Many corn growers have already turned their crops into “shuck bales” for cattle feed.
‘BREAK-EVEN’—“It’s tough,” County Agent Jon Gersbach told The Reporter. “Corn is our biggest crop here, with about 40,000 acres planted.”
Gersbach estimated those growers who actually made a crop in 2011 averaged a yield between 25 and 30 bushels per acre.
“Our usual average yield is 75 to 80,” he said. “We shoot for 100 and sometimes we do better than that. The average in 2007 was 120 to 130. Of course it rained 52 inches that year.”
And that’s just the corn growers who actually made a crop.
“There were some who got ‘zeroed out’ early by their insurers,” Gersbach said. “They went ahead and baled it up.”
That’s a last-ditch effort. “You really don’t want to be taking a baler into a corn field,” Gersbach said. “It sure beats up that expensive equipment.”
“But I understand totally where they’re coming from,” he said. “It’s simply trying to get back toward breaking even.”
Some growers are baling grain sorghum stubble for the same reason.
COTTON—The drouth and extreme heat are also affecting other crops.
“We’ve got close to 14,000 acres planted in cotton in Milam County,” Gersbach said. “Some of the corn growers have gone back to cotton.”
“I’ve seen a lot of the cotton and none of it really looks good,” he said.
Cattle prices have remained good, even as stock tanks have dried up, tempting some raisers to sell off their herds.
“There are some people thinking about doing that who have taken literally all their lives to get their herds to this point,” Gersbach said.
9.95 INCHES—The root of the problem is simple. To date, just 9.95 inches of precipitation have fallen in the U. S Weather Service rain gauge at KRXT-FM. A third of that, 3.7 inches, fell in January.
Last year, a drastically subnormal year for precipitation, 15.15 inches had fallen through July 31.
In four of the seven months of 2011, less than an inch of rain was recorded in Rockdale.
RECORD BREAKING—And the high temperatures have made conditions worse.
Through Tuesday, there have been 58 highs of 100 or greater recorded in Rockdale.
The all-time record is 62 in 2009. That could fall as soon as Sunday.
WORST EVER—On Thursday the 2011 drouth was officially proclaimed the worst one-year drouth in Texas history, according to John Nielsen- Gammon, state climatologist and professor of atmospheric sciences at Texas A&M.
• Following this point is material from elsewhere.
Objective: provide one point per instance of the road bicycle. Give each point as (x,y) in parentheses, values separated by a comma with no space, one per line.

Nielsen- Gammon said in the 12-month period ending July 31, the average rainfall total statewide was 15.16 inches, breaking the old record of 16.46 inches, set in 1925.
“Never before has so little rain been recorded prior to and during the primary growing season for crops, plants and warm-season grasses,” he said.
While it’s technically drier than 1956, the worst year of the devastating drouth of the 1950s, Nielsen- Gammon pointed out that drouth lasted through parts of eight years, 1950-57.
“But in 1956, most of the rain fell in the spring when crops were being established,” Nielsen-Gammon said. “The current 12-month drouth (2010-2011) is dominated by rain that fell early last fall and had already died out in many parts of the state by planting time.”
HOPE?—Nielsen- Gammon acknowledges some computer models predict a return to “La Niña” conditions (continued dry) this winter, but said most do not.
“ Most predict neutral conditions in the tropical Pacific and possible return of normal weather patterns,” he said.
“Late August and early September bring increased chances of widespread rain from tropical disturbances, as well as the occasional cold front,” Nielsen- Gammon said.
Gersbach adopts the age-old bittersweet optimism of many farmers.
“I just keep telling everyone that with each passing day we’re one day closer to rain,” he said.